I spent several years with my family in a rather primitive house. We tried to
minimize use of power when possible to save money and not be dependent on it.
As a result, our refrigeration needs were minimal.

For several months, we started shutting off the main power circuit into the
house for one day a week, usually Saturday or Sunday (and banning the use of
battery-powered gadgets). It was awesome. No phone calls, no humming of the
refrigerator, no ability to distract oneself easily with the PC or a movie or
the radio. We would eat basic meals, go on walks, or just sit around the
house/property on our own and reflect. I'd read more. The evenings were often
spent playing cards together, often by the wood stove, with candles, talking
more, drinking wine.

I miss those days, and someday hope to return to such a situation. This isn't
some kind of snobbery. Such silence and freedom -- such idle time -- is good
for the mind, body, and soul (at least that's what I personally believe). I
encourage people to experience such peace when they can.

------
ygra
Of course, having a smartphone doesn't really force you to check it
obsessively every two minutes or be literally glued to its screen.
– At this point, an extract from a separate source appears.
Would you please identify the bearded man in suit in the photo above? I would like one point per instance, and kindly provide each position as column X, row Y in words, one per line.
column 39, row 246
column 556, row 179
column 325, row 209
To me at
least it's nice that I can check e-mail, Twitter and the web while not at home
or ask a service for directions.

But I don't feel in any way forced that my life needs to revolve around this
little computer in my pocket. I can still enjoy my surroundings and talk to
actual people. Heck, I sometimes even miss calls because my ringtone defaults
to “no one else should be annoyed by it” but that's ok – just because I carry
a cellphone doesn't mean I must use that connectedness at all times.

------
kaolinite
A little while ago my smartphone's screen smashed and it took 2-3 weeks for it
to be fixed. During that time, I came to the conclusion that I didn't need a
smartphone. Eventually my phone was returned and I loved it again and can't
imagine leaving the house without it. Simon is probably right - leaving it at
home for a month would probably be a good thing - but unless forced, I just
can't bring myself to be without it.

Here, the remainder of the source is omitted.